In April, the U.S. military dropped its largest non-nuclear bomb, a MOAB — nicknamed “the mother of all bombs” — on a cave complex in one of Achin’s valleys, known as the Momand. It is unclear how many fighters, if any, were killed. The MOAB — which felt so forceful that “every ant in the valley must’ve died,” said one villager — was followed by weeks of airstrikes on compounds that ISIS-K fighters had held for two years.
On a recent trip up the valley, the bodies of at least four were still there, lying in fields overgrown with wild cannabis. The corpses were mostly just bones after months in the sun.
Over the past three years, ISIS-K has succeeded in carrying out ghastly attacks in both Afghanistan and Pakistan. But as Islamic State territory in Iraq and Syria is whittled away, coalition forces here are worried that Afghanistan’s notoriously ungovernable eastern provinces could become a safe haven for fleeing fighters and a new staging ground for attacks on the West.

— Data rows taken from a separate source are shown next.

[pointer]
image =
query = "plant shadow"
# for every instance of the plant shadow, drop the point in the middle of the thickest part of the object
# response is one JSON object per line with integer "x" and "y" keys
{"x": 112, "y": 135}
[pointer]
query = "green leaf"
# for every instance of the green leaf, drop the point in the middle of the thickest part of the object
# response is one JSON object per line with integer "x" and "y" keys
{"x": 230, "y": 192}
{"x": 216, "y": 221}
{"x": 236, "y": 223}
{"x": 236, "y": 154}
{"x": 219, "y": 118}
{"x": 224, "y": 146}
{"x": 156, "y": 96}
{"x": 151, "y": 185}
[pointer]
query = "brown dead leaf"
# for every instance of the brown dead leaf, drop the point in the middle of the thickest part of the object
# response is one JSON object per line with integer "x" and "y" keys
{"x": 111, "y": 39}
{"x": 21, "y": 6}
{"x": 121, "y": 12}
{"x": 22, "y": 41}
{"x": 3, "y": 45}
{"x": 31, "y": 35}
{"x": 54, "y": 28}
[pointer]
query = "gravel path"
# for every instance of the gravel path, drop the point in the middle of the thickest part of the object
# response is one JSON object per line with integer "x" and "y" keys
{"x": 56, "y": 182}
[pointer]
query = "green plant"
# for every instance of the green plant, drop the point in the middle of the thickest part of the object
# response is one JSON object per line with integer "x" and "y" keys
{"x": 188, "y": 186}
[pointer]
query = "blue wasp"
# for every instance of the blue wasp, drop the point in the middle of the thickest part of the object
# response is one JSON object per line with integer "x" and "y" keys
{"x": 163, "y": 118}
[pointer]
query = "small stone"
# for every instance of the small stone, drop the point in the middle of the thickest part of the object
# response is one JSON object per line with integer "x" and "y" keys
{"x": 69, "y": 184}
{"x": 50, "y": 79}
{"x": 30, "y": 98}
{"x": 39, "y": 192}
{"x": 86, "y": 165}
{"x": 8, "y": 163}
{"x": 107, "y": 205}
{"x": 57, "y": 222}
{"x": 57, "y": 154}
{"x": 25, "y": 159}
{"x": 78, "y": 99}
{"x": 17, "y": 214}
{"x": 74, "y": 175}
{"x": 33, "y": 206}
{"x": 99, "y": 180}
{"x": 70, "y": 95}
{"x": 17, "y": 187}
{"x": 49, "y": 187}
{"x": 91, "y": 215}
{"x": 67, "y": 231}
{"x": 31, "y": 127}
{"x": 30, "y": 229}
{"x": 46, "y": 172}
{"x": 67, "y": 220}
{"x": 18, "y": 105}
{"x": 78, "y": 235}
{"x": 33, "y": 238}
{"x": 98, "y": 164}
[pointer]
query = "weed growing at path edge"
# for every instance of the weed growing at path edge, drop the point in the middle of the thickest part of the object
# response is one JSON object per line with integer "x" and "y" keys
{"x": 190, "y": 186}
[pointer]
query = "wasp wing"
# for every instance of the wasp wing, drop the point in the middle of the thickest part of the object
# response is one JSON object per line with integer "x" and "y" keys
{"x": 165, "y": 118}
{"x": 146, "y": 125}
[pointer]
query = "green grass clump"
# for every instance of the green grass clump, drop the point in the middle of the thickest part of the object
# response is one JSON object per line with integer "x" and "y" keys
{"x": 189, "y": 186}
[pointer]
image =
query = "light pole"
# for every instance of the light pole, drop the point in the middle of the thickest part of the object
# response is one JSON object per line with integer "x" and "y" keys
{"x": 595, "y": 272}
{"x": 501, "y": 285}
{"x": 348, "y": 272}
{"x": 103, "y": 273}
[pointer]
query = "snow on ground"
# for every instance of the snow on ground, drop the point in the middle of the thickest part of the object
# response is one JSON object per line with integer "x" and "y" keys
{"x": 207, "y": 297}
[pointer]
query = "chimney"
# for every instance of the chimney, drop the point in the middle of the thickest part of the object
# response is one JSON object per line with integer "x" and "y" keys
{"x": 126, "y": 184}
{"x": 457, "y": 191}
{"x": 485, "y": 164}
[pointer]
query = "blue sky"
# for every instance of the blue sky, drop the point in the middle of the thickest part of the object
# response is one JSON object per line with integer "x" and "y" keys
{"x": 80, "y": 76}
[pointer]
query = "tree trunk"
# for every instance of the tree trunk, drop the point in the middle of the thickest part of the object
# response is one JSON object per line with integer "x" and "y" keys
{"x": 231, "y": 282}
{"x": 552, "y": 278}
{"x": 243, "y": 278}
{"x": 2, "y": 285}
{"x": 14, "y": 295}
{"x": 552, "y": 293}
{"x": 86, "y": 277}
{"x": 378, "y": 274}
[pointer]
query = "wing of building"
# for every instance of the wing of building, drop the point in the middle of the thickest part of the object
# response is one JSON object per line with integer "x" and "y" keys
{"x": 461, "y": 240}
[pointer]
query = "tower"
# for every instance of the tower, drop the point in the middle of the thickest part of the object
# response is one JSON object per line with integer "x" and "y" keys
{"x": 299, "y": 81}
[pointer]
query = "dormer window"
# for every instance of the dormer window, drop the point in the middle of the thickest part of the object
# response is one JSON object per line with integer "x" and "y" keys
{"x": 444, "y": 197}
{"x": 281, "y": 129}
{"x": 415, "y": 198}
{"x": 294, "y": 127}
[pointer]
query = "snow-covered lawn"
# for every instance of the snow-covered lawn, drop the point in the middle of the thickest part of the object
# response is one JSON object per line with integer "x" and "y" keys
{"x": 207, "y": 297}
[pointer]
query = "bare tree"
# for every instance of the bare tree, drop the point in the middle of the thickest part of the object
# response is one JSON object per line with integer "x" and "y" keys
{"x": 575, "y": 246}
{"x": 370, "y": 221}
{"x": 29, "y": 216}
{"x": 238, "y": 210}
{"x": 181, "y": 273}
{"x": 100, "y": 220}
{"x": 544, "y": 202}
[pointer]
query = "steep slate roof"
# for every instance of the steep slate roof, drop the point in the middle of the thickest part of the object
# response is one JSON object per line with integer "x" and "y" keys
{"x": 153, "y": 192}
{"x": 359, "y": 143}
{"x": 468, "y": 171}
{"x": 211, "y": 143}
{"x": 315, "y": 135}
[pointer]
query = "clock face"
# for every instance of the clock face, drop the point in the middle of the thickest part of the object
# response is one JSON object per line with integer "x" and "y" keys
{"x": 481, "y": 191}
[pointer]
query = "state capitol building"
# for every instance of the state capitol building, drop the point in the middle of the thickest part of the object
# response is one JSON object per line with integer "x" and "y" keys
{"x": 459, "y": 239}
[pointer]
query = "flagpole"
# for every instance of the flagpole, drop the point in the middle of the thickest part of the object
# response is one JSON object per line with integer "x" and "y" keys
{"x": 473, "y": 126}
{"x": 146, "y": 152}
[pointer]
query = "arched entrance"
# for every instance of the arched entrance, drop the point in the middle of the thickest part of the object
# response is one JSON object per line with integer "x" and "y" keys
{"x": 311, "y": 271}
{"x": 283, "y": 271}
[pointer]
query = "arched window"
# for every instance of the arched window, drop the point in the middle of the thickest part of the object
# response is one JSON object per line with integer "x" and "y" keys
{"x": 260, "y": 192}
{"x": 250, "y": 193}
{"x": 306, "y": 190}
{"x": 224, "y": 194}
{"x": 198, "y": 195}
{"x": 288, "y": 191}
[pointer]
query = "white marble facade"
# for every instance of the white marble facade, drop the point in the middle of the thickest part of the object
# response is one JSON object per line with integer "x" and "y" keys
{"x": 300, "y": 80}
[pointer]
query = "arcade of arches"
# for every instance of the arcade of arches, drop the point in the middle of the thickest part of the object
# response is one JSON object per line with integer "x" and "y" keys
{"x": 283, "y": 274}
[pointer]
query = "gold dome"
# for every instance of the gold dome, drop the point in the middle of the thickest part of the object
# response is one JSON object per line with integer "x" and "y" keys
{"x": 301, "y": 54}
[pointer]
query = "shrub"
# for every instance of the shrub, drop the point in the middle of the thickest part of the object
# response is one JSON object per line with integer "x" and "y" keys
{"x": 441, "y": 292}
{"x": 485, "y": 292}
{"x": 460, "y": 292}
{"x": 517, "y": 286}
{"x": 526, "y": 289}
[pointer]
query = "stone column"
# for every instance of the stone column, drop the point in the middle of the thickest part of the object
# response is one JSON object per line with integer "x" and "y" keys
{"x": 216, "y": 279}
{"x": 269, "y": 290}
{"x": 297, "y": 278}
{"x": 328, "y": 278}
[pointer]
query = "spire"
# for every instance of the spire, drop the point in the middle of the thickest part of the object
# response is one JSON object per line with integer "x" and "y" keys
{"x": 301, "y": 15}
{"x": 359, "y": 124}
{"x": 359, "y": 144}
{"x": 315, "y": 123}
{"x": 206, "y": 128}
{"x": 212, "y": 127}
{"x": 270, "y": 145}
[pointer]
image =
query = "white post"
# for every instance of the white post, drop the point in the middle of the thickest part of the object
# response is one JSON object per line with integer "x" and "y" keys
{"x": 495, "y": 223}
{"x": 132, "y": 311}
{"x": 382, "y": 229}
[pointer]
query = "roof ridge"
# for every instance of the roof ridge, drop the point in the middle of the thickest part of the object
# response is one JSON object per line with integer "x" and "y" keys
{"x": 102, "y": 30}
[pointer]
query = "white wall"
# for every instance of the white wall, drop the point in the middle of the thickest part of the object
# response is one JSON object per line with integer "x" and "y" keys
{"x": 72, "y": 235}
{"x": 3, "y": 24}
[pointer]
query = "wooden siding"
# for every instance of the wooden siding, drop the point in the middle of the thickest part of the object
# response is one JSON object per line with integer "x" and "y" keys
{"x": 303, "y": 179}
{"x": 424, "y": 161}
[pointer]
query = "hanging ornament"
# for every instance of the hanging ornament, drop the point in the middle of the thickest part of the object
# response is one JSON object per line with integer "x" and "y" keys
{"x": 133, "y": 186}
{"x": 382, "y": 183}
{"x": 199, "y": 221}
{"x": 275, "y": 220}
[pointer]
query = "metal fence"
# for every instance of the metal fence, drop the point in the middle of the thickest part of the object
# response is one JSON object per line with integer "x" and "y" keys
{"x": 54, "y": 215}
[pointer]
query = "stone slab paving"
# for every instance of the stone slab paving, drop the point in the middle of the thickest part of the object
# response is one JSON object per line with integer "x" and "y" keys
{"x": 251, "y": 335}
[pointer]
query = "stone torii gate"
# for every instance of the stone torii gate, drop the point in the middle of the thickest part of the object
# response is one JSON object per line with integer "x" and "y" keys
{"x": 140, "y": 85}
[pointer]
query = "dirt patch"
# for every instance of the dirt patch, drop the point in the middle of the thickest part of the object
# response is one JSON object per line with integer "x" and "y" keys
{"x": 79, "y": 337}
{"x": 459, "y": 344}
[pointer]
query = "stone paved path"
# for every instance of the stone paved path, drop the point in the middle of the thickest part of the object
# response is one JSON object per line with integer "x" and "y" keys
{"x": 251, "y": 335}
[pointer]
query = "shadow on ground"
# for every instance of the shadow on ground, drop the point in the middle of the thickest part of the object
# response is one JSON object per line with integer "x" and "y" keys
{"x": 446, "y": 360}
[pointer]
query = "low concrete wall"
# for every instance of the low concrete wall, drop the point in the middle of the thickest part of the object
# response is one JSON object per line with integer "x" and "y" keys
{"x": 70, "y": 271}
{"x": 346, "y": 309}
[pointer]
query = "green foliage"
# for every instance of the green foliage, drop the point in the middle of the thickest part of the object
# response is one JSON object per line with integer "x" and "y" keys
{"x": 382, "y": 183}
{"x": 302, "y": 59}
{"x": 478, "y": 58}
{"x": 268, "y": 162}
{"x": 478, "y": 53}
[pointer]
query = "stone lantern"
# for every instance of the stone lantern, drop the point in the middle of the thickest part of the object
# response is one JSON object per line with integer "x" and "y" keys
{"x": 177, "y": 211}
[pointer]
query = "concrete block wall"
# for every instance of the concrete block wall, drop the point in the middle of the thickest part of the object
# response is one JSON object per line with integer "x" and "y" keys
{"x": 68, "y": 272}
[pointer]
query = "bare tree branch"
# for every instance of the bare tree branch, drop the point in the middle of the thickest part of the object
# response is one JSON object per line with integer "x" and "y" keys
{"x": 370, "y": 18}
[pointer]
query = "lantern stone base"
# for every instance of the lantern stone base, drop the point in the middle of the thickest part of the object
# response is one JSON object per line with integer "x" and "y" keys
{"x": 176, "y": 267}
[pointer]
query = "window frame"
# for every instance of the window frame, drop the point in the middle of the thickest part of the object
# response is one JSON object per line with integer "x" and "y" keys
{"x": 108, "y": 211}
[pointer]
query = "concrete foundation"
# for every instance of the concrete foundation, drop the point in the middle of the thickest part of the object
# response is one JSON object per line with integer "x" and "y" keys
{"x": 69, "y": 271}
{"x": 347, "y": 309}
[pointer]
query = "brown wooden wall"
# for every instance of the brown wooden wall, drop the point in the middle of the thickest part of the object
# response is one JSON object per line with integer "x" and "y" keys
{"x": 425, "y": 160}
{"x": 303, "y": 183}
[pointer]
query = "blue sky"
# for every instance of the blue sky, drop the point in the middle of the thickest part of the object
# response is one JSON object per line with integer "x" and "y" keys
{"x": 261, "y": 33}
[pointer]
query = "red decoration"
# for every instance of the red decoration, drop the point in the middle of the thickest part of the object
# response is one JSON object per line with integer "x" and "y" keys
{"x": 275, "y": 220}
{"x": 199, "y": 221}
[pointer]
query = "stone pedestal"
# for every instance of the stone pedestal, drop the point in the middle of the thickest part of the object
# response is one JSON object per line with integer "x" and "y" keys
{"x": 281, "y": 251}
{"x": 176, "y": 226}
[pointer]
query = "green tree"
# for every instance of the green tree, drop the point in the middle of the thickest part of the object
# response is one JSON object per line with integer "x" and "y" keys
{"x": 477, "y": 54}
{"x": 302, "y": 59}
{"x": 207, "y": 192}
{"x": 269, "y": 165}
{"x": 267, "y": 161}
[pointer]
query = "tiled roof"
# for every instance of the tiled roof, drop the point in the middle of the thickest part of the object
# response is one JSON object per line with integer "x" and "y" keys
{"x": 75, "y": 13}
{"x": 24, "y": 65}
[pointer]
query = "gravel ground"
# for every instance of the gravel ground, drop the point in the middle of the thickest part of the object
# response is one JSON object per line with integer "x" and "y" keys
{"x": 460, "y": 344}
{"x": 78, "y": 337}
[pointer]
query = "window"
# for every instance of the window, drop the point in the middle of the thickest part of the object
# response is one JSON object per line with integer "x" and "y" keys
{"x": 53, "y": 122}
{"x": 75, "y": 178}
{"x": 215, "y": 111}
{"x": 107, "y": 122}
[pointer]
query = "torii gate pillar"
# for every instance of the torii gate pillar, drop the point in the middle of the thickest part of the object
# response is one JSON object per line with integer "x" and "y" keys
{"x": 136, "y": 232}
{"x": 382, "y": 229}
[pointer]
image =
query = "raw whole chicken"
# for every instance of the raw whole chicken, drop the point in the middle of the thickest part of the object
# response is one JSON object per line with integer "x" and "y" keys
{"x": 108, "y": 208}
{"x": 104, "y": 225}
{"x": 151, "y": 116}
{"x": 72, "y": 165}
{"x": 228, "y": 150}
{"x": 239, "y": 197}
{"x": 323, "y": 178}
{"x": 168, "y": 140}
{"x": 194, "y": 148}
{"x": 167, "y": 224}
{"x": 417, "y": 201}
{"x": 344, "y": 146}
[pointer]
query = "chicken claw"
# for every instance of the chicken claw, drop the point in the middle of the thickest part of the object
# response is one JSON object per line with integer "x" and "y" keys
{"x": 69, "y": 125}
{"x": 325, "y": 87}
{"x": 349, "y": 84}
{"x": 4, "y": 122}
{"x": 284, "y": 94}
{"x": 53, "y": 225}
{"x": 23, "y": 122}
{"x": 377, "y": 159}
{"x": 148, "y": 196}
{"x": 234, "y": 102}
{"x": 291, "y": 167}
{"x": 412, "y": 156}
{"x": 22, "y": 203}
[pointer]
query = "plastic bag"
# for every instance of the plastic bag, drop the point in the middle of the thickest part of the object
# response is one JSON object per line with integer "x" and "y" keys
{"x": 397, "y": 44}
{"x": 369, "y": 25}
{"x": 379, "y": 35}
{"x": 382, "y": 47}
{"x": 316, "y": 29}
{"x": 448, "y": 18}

“We believe that ISIS-K is not currently able to launch attacks because they are essentially being hunted,” said Capt. William Salvin, spokesperson for the U.S. military here. But he did not refute the assessment of a local Afghan intelligence officer in Achin, who spoke on condition of anonymity because he was not authorized to speak to the media: In terms of numbers, ISIS-K has not been severely reduced. The battle is looking more like one of attrition.
While the Pentagon maintains that ISIS-K is down to about 1,000 fighters across Afghanistan, from a high of 2,500 in 2015, the Afghan intelligence officer surmised that there were more than 1,000 in Achin district alone.